Ukraine wants security guarantees from its Western backers similar to the level of protection that the US provides Israel with, President Volodymyr Zelensky’s chief of staff, Andrey Yermak, has stated.
The Ukrainian government is negotiating a series of treaties intended to seal the country’s pro-Western alignment until it is granted full NATO membership. Officials in Kiev say the deals will secure long-term military assistance from the US and its allies, regardless of political changes that might otherwise prompt donors to cut the aid.
“An agreement between the US and Ukraine must work no worse than the American memorandum with Israel, the effectiveness of which was confirmed by joint actions of the allies during the deflection of the mass attack on Israel by Iran,” Yermak wrote on social media on Wednesday.
Tehran launched a barrage of drones and missiles at Israel last weekend in retaliation for the April 1 airstrike on its consulate in Damascus.
The long-anticipated move resulted in only “minor damage”, Israel claimed, as the US, UK and France used their military assets to help stop most of the Iranian projectiles. The interceptions cost Israel $550 million, according to local defense experts.
Western officials have made it clear that Kiev should not expect the kind of intervention that Israel enjoyed last week.
“Putting NATO forces directly in conflict with Russian forces – I think that would be a dangerous escalation,” British Foreign Secretary David Cameron said on Monday. Instead of “Western planes over [its] skies trying to shoot things down”, Ukraine requires air defense systems, he explained.
Kiev has been urging the US for months to move forward with the appropriation of over $60 billion in aid, which is being blocked by House Speaker Mike Johnson. The discussions that Yermak participated in covered “the action plan right after the US Congress takes a decision on military aid for Ukraine”, he stated.
Some US media have speculated that Johnson may yield to pro-Kiev pressure and submit the Senate-approved bill to a vote following the Iranian attack. The bill includes funds for Ukraine, Israel and Taiwan.
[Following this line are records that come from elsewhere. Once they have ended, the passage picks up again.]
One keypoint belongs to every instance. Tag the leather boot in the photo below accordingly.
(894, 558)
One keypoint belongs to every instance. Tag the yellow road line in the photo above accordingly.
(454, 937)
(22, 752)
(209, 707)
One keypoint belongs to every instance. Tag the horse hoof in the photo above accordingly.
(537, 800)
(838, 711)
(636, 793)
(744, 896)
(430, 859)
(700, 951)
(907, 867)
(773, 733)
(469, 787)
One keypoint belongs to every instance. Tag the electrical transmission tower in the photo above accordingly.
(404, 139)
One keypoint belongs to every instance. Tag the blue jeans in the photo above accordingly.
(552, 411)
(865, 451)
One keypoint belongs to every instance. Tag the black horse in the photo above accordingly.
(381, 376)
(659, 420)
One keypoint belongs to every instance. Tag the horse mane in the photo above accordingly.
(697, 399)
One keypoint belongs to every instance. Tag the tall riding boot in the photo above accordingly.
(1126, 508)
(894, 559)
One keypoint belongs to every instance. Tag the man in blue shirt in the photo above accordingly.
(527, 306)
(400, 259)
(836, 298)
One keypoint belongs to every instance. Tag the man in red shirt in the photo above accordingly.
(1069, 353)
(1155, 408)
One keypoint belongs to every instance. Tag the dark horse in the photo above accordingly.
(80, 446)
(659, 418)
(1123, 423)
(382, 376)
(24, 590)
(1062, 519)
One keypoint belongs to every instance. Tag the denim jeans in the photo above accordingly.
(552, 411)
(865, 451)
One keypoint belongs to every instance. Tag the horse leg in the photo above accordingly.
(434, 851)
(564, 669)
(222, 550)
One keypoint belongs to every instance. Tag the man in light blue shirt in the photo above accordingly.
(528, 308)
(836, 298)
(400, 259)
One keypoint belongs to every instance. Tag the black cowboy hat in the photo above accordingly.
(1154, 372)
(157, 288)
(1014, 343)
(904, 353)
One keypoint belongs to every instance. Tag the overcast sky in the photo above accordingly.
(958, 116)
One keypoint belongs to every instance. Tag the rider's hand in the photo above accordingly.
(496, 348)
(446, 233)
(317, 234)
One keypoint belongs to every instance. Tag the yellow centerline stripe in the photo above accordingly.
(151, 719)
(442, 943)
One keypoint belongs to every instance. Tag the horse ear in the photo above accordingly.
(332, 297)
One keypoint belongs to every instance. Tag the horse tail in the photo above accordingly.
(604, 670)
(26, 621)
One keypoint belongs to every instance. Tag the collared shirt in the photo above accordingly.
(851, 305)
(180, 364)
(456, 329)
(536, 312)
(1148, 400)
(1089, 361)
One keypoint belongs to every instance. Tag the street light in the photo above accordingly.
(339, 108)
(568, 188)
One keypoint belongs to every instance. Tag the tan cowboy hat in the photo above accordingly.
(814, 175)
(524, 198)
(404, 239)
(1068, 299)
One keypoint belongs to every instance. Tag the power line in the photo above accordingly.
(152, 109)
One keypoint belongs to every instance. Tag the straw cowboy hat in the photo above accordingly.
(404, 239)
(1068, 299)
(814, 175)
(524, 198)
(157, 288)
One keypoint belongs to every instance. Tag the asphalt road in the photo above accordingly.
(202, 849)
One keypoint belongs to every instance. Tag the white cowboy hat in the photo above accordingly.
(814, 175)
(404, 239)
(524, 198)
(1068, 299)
EU foreign policy head Josep Borrell has also stated Kiev should not request the same kind of support that the West provided to Tel Aviv during the Iranian attack because the two situations cannot be compared.
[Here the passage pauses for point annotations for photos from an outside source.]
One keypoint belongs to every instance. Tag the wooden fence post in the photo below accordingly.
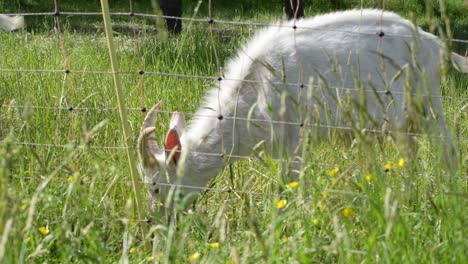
(172, 8)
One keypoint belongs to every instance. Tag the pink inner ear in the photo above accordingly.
(172, 141)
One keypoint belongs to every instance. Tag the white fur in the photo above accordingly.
(9, 23)
(334, 49)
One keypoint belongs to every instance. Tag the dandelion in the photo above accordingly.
(281, 203)
(401, 163)
(214, 245)
(388, 166)
(44, 230)
(293, 185)
(348, 212)
(369, 177)
(333, 171)
(194, 256)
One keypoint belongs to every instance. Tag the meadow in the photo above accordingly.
(65, 191)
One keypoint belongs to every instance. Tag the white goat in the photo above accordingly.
(9, 23)
(374, 57)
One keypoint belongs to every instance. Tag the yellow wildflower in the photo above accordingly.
(281, 203)
(321, 206)
(44, 230)
(194, 256)
(401, 163)
(388, 166)
(316, 222)
(214, 245)
(293, 185)
(369, 177)
(325, 195)
(348, 212)
(333, 171)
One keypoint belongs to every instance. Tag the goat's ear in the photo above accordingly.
(178, 122)
(173, 146)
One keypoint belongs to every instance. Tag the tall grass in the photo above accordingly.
(72, 204)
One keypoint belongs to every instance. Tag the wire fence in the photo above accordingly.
(67, 70)
(211, 20)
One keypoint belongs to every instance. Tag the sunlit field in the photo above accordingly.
(65, 186)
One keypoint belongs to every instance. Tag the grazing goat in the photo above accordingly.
(9, 23)
(317, 73)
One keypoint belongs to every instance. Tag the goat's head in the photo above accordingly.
(160, 165)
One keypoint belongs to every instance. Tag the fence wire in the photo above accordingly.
(220, 79)
(209, 21)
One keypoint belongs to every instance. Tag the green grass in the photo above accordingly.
(413, 214)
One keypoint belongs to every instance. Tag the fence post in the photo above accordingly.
(294, 8)
(123, 117)
(172, 8)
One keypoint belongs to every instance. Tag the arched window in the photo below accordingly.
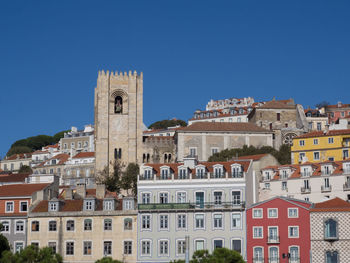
(118, 104)
(330, 229)
(332, 257)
Answering a reporter’s question after Tuesday’s meeting of EU foreign ministers, Borrell said the two situations were “different things that cannot be compared”.
“Iran’s attacks flew over air bases of the armies of France, the US, the UK and Jordan. They have gone over their bases, which then acted in self-defense,” Borrell added.
“There are no air bases of the UK, or the US, much less Jordan of course, on Ukrainian territory or in the territory Russian missiles fly over. Therefore, the same answer cannot be given because the circumstances are not the same.”
Israel has also spent a lot of time and money to build the Iron Dome air defense system, which the EU couldn’t build overnight in Ukraine “even if we had money in the box”, the Spanish diplomat continued. The bloc is nevertheless trying to provide Kiev with additional air defense capabilities, he added.
When asked if the EU was involved in defending Israel, Borrell stated that the bloc was not directly involved, because it is not a state and does not have an army, but some of its members are.
“From that point of view I can say that the Union, or the member states of the Union that have the capabilities to do it, have done it,” he said, adding, “We have participated, of course, in [passing along] the information that the intelligence services had about how imminent the attack was. We were warned, like so many others.”